The next challenge was to work through Rotary to connect with a Club in Ivory Coast willing to receive the shipment and distribute the chairs. While Rotary is a sizable organization with clubs in 150 countries, making contact and getting another club to cooperate on a project can be a challenge as well. After contacting Rotary Clubs in Ivory Coast, the members in Abidjan agreed to help. They’ve coordinated with their government and sent the necessary documents to the shipping company.
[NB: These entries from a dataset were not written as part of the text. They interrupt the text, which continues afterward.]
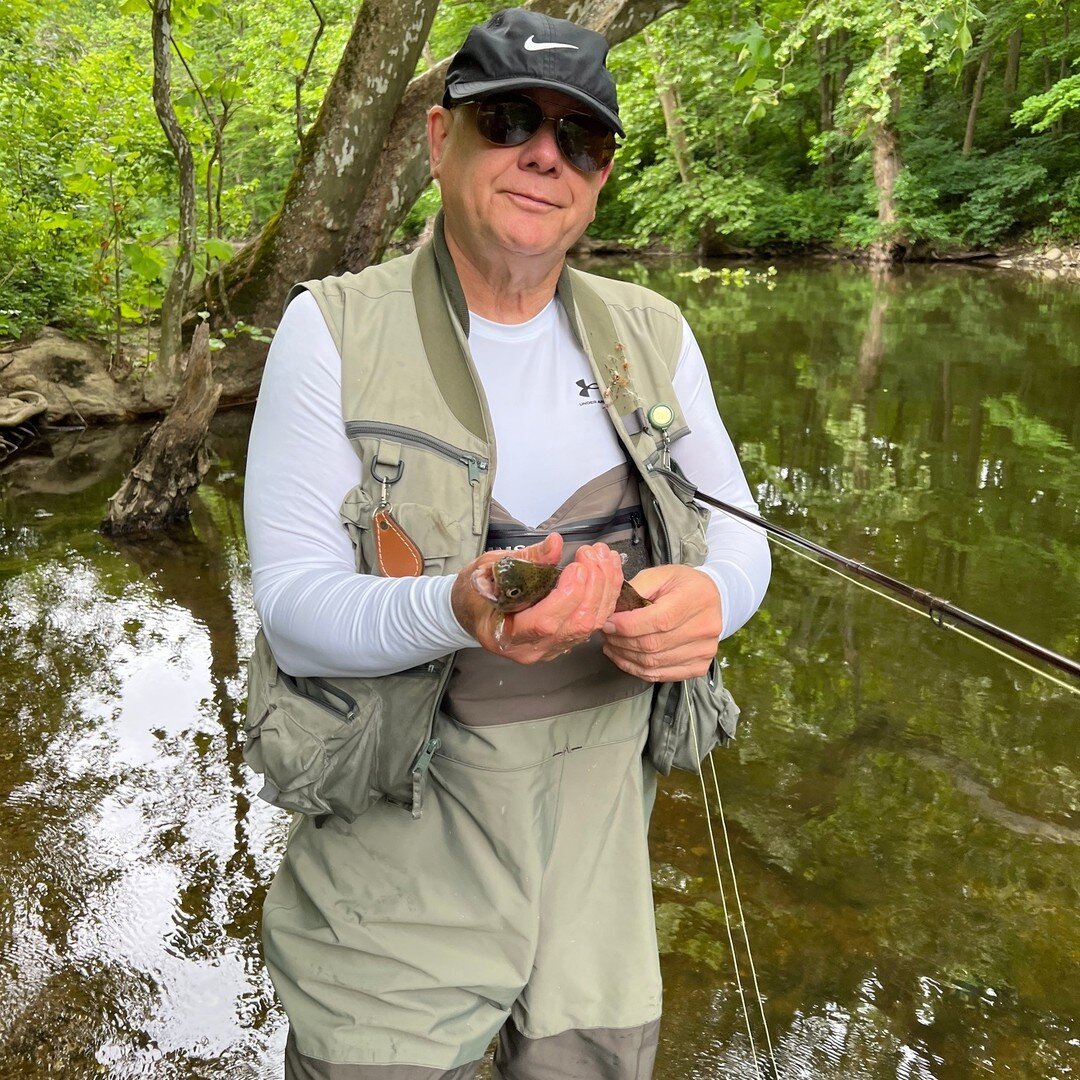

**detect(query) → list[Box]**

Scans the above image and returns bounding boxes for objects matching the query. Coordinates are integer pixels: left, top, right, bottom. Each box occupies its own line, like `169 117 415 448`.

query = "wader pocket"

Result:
341 487 462 575
243 631 382 821
645 660 739 777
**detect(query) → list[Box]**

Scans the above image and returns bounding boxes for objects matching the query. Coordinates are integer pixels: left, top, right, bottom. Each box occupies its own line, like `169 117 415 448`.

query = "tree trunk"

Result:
869 121 902 264
334 0 686 274
642 30 693 185
150 0 195 373
200 0 686 401
960 45 990 158
102 323 221 539
814 35 836 133
212 0 438 326
1004 27 1024 100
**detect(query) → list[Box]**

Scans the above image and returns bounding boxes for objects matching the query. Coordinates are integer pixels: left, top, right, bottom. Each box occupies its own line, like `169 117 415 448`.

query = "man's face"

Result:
428 90 611 259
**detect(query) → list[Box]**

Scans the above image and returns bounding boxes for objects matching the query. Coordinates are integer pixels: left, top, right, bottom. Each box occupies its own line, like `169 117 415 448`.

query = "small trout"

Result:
472 555 652 615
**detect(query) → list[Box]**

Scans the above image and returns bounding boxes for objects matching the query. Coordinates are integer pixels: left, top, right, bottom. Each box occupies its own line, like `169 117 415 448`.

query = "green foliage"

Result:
1013 75 1080 132
0 0 1080 336
0 0 354 336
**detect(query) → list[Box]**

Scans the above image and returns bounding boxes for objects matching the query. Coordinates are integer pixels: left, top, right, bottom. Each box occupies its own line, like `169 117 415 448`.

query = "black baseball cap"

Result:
443 8 624 135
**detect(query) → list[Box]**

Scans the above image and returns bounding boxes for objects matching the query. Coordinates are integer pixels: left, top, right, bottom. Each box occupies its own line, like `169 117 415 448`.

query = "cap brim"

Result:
446 77 626 138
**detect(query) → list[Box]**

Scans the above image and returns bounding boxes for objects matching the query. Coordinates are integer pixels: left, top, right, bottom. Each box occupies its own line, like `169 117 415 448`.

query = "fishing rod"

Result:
654 467 1080 679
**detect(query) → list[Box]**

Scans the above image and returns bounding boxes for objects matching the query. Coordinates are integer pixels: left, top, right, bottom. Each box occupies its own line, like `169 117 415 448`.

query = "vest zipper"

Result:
345 420 490 536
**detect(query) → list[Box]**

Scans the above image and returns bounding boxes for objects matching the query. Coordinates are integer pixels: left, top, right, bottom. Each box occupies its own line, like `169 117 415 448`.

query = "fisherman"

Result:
245 9 769 1080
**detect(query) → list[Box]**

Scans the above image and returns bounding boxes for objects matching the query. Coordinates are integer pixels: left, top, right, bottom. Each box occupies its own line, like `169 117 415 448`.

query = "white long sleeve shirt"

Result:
244 293 770 676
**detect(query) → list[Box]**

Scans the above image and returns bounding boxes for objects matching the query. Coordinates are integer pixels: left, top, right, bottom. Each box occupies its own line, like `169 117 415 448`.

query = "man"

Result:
245 10 769 1080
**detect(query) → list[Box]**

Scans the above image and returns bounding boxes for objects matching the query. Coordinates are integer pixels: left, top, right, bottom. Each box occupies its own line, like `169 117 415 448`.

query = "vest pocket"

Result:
341 487 462 575
645 660 740 777
243 631 381 821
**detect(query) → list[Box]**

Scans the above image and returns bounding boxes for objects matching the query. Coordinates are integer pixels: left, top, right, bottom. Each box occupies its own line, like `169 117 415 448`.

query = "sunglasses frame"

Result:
470 92 619 174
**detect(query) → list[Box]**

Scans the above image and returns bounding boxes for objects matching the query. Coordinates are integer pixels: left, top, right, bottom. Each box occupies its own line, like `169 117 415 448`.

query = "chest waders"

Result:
244 221 739 821
245 221 737 1080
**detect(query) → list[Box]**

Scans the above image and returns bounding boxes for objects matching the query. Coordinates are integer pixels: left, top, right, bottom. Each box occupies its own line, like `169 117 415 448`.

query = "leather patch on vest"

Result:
372 507 423 578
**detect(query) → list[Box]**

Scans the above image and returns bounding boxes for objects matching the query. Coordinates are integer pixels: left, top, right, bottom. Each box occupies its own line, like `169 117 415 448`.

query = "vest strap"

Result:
413 244 487 441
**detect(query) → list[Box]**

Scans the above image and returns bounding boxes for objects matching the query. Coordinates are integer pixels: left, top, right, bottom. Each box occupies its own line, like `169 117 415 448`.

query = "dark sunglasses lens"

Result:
476 97 543 146
476 95 616 173
556 116 616 173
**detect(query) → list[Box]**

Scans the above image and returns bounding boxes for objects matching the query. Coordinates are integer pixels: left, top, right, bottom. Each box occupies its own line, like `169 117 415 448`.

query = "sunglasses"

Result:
476 94 617 173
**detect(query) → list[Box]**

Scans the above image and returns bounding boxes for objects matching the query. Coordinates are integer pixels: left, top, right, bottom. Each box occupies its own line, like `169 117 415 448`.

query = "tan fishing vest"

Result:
244 222 738 821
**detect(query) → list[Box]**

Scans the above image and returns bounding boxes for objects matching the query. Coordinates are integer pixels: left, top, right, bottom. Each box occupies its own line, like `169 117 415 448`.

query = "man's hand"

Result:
450 532 622 664
604 566 724 683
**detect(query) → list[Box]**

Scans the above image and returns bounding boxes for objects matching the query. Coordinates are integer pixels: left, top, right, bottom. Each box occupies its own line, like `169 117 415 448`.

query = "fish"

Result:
472 555 652 615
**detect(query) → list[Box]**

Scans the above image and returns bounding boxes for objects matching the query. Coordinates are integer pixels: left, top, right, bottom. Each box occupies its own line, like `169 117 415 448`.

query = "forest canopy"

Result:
0 0 1080 337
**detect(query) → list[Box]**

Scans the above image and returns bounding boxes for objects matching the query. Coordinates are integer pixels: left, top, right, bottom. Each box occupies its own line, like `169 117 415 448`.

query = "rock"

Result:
0 328 175 423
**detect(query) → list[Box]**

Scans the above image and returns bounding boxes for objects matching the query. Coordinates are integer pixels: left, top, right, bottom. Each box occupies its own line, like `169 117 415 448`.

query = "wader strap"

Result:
413 234 487 441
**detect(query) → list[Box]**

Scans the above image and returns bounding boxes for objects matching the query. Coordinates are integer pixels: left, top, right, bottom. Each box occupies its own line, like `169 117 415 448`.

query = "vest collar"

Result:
431 211 585 348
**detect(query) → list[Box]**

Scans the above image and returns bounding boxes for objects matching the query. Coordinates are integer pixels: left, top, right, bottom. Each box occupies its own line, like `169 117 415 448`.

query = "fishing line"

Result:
650 465 1080 679
769 537 1080 697
687 697 779 1078
704 747 780 1077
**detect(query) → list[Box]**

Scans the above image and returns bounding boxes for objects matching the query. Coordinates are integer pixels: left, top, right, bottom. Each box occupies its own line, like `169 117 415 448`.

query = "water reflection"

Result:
0 264 1080 1080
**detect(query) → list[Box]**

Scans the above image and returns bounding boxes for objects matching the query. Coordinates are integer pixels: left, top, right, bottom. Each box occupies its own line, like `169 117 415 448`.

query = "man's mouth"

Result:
507 191 557 210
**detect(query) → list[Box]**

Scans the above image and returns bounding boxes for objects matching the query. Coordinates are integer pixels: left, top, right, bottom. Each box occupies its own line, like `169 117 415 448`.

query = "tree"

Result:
102 0 221 538
198 0 685 345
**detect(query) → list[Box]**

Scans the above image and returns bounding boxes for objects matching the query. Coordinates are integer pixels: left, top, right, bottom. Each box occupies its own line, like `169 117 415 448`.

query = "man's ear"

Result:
428 105 454 180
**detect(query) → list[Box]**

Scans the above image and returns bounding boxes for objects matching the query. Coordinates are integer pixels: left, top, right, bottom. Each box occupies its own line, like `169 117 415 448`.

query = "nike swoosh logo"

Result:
525 33 578 53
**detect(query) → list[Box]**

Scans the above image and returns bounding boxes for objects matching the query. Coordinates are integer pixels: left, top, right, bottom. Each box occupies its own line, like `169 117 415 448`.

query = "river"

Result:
0 261 1080 1080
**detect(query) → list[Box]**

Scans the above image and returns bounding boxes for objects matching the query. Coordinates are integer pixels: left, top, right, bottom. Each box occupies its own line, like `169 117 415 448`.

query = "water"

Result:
0 262 1080 1080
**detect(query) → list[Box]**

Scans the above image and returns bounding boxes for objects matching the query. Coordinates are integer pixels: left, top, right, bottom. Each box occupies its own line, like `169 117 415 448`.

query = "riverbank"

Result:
0 237 1080 426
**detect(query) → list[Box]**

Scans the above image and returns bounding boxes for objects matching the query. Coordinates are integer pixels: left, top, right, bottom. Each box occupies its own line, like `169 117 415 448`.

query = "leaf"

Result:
205 237 232 262
124 243 165 281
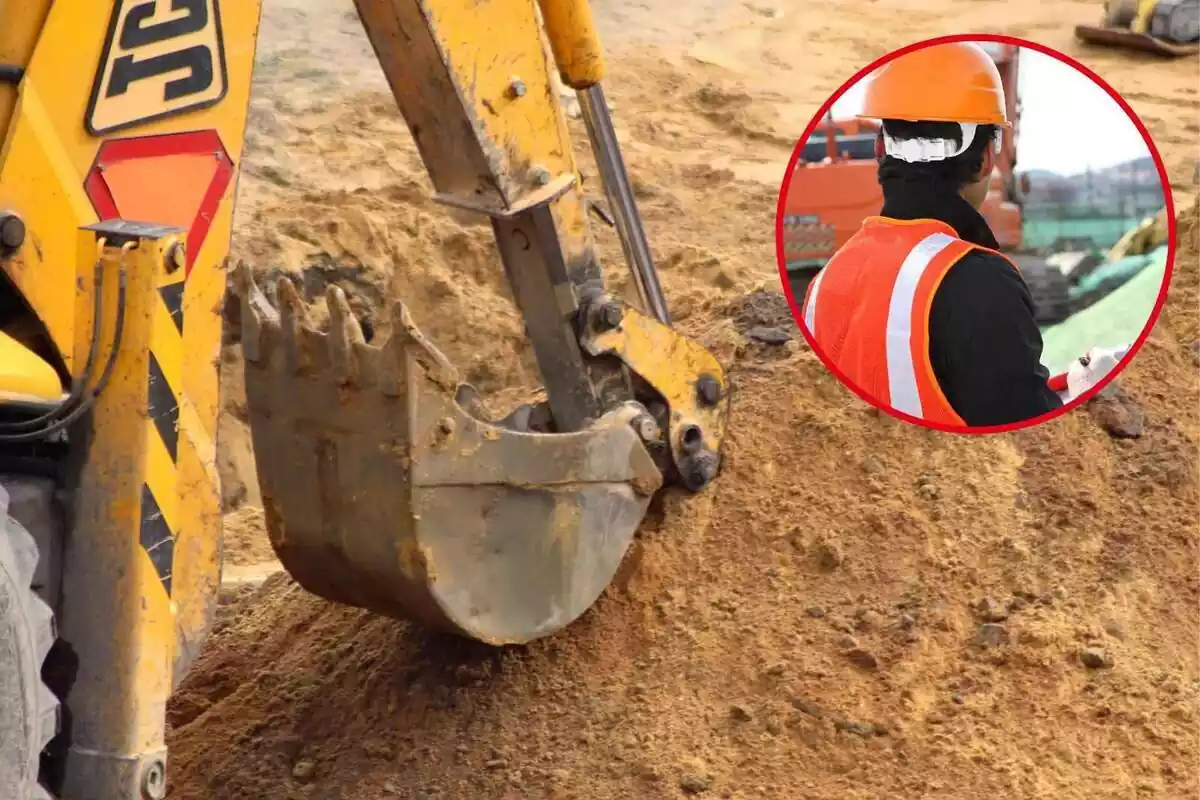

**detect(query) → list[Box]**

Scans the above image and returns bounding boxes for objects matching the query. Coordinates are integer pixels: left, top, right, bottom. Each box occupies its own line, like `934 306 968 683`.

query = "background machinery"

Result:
784 42 1068 324
0 0 730 800
1075 0 1200 58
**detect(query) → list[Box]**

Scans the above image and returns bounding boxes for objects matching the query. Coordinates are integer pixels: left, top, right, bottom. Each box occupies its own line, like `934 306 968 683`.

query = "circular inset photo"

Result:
776 35 1175 433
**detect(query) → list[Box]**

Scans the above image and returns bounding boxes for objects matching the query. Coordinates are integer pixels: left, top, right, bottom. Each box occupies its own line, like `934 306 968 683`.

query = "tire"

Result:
1015 255 1072 326
0 487 59 800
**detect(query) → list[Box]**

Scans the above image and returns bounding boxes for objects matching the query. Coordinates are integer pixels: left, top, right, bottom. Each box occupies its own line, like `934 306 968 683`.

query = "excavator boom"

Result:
236 0 728 644
0 0 730 800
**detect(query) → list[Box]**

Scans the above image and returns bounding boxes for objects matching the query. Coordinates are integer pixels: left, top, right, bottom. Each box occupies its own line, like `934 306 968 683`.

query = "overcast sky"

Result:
833 48 1150 175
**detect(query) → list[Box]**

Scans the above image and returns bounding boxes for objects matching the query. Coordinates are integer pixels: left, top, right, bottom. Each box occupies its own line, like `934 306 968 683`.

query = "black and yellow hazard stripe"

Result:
139 271 184 596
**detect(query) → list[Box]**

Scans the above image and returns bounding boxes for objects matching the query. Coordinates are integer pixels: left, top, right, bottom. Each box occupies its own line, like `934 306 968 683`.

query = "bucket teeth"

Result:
275 277 320 373
384 300 458 391
233 261 280 361
325 285 366 384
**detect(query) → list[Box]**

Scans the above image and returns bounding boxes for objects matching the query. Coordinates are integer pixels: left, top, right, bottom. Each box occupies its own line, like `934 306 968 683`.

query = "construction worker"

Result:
803 42 1063 427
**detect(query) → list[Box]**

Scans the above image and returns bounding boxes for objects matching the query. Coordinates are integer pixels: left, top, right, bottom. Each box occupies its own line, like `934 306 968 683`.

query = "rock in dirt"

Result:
1079 648 1112 669
679 758 713 794
1087 383 1146 439
746 326 792 345
976 597 1008 622
292 760 317 781
846 648 880 669
812 536 846 570
974 622 1008 648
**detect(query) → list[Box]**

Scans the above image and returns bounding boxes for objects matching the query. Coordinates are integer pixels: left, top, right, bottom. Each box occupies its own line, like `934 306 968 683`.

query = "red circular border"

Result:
775 34 1176 434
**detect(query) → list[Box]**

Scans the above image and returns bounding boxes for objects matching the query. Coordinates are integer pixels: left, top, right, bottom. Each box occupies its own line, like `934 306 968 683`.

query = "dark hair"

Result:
880 120 1000 191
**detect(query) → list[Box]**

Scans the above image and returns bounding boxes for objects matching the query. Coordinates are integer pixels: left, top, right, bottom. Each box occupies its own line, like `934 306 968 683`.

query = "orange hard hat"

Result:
859 42 1010 127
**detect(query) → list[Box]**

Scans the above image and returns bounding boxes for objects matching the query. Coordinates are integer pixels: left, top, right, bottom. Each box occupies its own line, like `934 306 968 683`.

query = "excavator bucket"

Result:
1075 25 1200 58
1075 0 1200 58
234 266 662 644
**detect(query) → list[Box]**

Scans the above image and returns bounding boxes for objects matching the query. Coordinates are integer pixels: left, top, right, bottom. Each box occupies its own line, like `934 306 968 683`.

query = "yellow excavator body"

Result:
0 0 730 800
1075 0 1200 58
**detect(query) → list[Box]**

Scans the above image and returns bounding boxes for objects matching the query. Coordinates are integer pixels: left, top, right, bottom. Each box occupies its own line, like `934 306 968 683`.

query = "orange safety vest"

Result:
804 217 1020 427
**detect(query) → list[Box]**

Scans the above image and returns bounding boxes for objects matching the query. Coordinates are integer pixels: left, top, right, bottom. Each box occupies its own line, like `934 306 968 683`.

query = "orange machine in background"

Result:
784 42 1042 302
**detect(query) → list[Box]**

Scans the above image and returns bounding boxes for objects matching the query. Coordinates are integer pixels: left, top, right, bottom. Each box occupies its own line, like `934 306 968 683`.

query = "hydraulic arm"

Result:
0 0 730 800
231 0 728 644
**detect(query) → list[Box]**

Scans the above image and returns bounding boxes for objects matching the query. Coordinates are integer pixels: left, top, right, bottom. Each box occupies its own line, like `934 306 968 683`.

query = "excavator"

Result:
0 0 731 800
1075 0 1200 58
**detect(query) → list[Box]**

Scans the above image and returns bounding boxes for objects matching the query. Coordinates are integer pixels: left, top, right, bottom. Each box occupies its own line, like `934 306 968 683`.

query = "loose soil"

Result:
168 0 1200 800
Koko is now pursuing an advanced degree and doing research in Biochemistry at a university in Canada. He came to UNL with degrees in chemistry and engineering from his home country. His studies at UNL were part of a Fullright Scholarship, which enabled him to receive a masters degree in nutrition. Ultimately, he plans to enter Medical School. He hopes to visit Ivory Coast to help with the distribution of the container of wheelchairs and experience the celebration of those who receive them.

Today, that container loaded with wheelchairs is on a ship making its way from Shanghai to Abidjan. And, those 120 chairs will soon be distributed to needy individuals by the Rotary Club of Abidjan. A celebration is certain to come as dozens of polio victims receive a wheelchair, giving them mobility that most of us take for granted.

If you listen carefully, in late August when that ship docks, you just might be able to hear the folks in Africa say thank you Nebraskans, thank you for helping our people.